She has also been unable to return to work since the incident on June 30, 2016.

The horror incident led to the wood product manufacturing company being forced to pay out almost half a million pounds, while one of the bosses at the firm now has to shell out more than £50,000.

An investigation by the Health and Safety Executive (HSE) found the company had failed to adequately guard the production line, allowing access to dangerous parts of machinery, including conveyors and drive shafts, by employees and agency workers, during both operation and cleaning.

A return visit was made in April 2018 where it was discovered that the company had changed the layout of the production line, leaving accessible dangerous parts, including an identical shaft to the one which the victim was injured on.

A Prohibition Notice and an Improvement Notice were served to address the risks.

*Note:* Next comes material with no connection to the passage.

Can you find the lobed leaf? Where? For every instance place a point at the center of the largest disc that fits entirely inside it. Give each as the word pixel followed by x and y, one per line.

The subsequent investigation showed that mill operatives were regularly accessing the strapping section while the machinery was still running, and the production director was aware of this.

The firm pleaded guilty to breaching two sections of the Health and Safety at Work etc. Act 1974 and was fined £466,666 and ordered to pay costs of £7,475.90 and a victim surcharge of £170.

Paul Carney of Springburn Gardens in Woolston, Warrington, also pleaded guilty to a breach of health and safety laws and was fined £10,800, ordered to pay £43,241 in costs and £170 victim surcharge.

After the hearing HSE principal inspector Helen Jones said: “This incident, which was easily preventable, has had a devastating impact on the victim involved and those close to her.

"The company failed to prevent employees accessing dangerous moving parts of machinery. Had they ensured the machine was adequately guarded employees would not have been able to access moving parts and this tragic accident would have been avoided.”